Bridgeport, Conn., Mayor Bill Finch said on a video, "It isn't too early start talking about gun control because those children deserve our prayers and our comfort for their families, but they deserve us to fight harder than we ever had."
The 34 persons gathered with Bloomberg have each created a video detailing the impact of gun violence on themselves after either surviving a shooting or losing a loved one because of such violence.
Chris Foye, who lost his son Chris after he was killed in Harlem by a stray bullet in 2009, stood near Bloomberg holding a T-shirt with a picture of his son on the front. Near them stood Lori Haas, whose daughter was shot and injured during the 2007 shootings at Virginia Tech, and Nardyne Jeffries, whose daughter Brishell was killed after attending a funeral of a gun violence victim.

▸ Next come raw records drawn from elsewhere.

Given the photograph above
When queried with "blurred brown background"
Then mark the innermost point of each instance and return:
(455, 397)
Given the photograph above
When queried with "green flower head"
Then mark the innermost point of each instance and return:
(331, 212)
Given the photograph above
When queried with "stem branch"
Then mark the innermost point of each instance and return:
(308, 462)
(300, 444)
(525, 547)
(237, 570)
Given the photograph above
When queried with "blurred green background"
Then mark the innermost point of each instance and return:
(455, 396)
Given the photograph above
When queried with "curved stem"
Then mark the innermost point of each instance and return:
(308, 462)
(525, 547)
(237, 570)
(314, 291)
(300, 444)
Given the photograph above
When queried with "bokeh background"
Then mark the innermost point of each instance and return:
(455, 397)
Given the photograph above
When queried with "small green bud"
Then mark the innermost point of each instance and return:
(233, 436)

Pam Simon, 65, a community outreach organizer for Rep. Gabrielle Giffords, was shot last year when a gunman opened fire into a crowd at an event.

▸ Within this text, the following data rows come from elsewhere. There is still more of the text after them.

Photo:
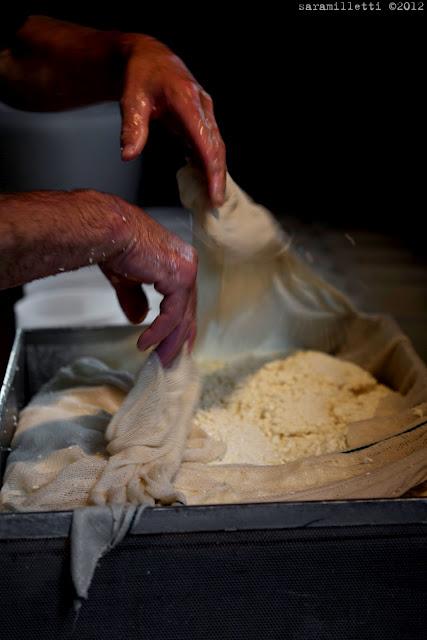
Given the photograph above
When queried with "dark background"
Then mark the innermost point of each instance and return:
(321, 112)
(322, 115)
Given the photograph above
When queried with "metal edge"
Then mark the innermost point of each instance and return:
(10, 369)
(233, 517)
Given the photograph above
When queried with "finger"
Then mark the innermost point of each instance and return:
(217, 191)
(200, 126)
(169, 348)
(136, 108)
(131, 297)
(133, 301)
(172, 310)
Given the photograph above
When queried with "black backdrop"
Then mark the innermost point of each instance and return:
(321, 112)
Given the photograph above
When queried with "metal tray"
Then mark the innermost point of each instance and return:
(352, 569)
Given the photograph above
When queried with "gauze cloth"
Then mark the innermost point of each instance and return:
(96, 436)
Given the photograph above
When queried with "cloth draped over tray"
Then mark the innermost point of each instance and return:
(95, 436)
(106, 444)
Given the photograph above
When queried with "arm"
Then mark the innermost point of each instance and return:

"We need to reach out to our members of Congress and say we've had it—enough of partisan politics," said Simon after the press conference.
"One of the things people often forget is the long-term effect it has on people; your physical and your emotional energy." said Simon. "So this is not being shot and recovering, or losing somebody and recovering. There really is no recovering."
Simon's friend Roxanna Green, 47, lost her daughter to gun violence.
They both traveled to Washington, D.C., recently and met with staff from several legislators' offices.
"We were met with a very mixed reaction," said Simon. "In many cases they're very supportive, but feel that they're politically locked."
There are many gun shows in Tucson and people can purchase them there without undergoing a background check, said Simon, one of the loopholes the mayor's coalition wants changed.
Campaigning for Regulations
Bloomberg, who is known for spending $600 million of his own money toward anti-smoking initiatives, reiterated on Monday that he couldn't name an exact figure of what he would spend to counter the National Rifle Association, a pro-gun rights organization.
"When I care about something, I care about something," he said on NBC's "Meet the Press."
"I have no idea [how much I am going to spend], but I'm going to do what I think is appropriate and impact the dialogue," he said. Bloomberg endorsed President Barack Obama in part because of his perception of where Obama stood on gun control.
Asked whether mental health and education should be addressed instead of just focusing on gun control, Bloomberg said yes.
"But those are just ways to avoid the basic issue—it is guns on the streets in the hands of people who federal law says shouldn't have them that is killing our people," he said. "Long-term solutions are nice, they are necessary, and we shouldn't walk away from them, but we have to protect each other today."
Mental Health America said guns and gun violence are major public health problems. "We need to desperately enact sound public policy that seriously addresses gun control and limits the number of available firearms in this country."
President Obama in his address in Newtown on Sunday said things need to change. But more than laws need to change, Obama said.
"No single law—no set of laws—can eliminate evil from the world, or prevent every senseless act of violence in our society," he said, according to a transcript. "But that can't be an excuse for inaction."
"In the coming weeks, I will use whatever power this office holds to engage my fellow citizens—from law enforcement to mental health professionals to parents and educators—in an effort aimed at preventing more tragedies like this," the president said. "Because what choice do we have? We can't accept events like this as routine."